Оборвав крик, подполковник вернулся на своё кресло и закурил папиросу. Несколько минут длилась пауза. За окном копали землю, слышно было, как, посвистывая, врезываются заступы в почву и со вздохом падают тяжёлые комья. Чей-то подпилок тоскливо оттачивал железо.

— Вот что, Извеков, — голосом обременённого земной тщетой человека сказал Полотенцев. — Вам дадут бумагу, и вы изложите письменно свои показания о Рагозине и вашем с ним участии в подпольной организации. Чистосердечное сознание облегчит вашу участь.

— Я не знаю никакого Рагозина, никакой организации…

— Ну, стоп, стоп! — оборвал Полотенцев.

Бросившись к двери, он приказал через решётку стражнику позвать помощника начальника тюрьмы.
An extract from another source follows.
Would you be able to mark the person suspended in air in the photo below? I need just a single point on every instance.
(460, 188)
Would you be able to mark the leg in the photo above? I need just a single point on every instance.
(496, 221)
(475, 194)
Он молча пофыркивал дымком и сновал около двери, пока не явился необыкновенный по поджарости, словно провяленный на солнце, веснушчатый человек в выцветшей форме тюремщика, с шашкой на боку, казавшейся чересчур кургузой для его роста.

— У молодого человека распух язык, — проговорил Полотенцев, не оборачиваясь к Кириллу, а только поведя в его сторону оттопыренным мизинцем с длинным ногтем. — Надо полечить… В карцер! — вдруг тоненько, почти фистулой крикнул он и уставился на Кирилла неяркими, словно задымлёнными глазами в жёлтых ободках ресниц.

Приподняв шашку, тюремщик показал ею на дверь и двинулся по пятам за Кириллом.

Когда Кирилл перешагнул через порог своего нового обиталища, у него стало саднить в горле, будто он проглотил что-то острое. В совершённом мраке он нащупал стену и сполз по ней на пол. Удивительно отчётливо увидел он свою камеру — с железным кошелем на высоком оконце, откуда лился бледный милый свет дня и где гудели ветры, принося так много жизни, — и камера почудилась ему навсегда утраченным обетованьем.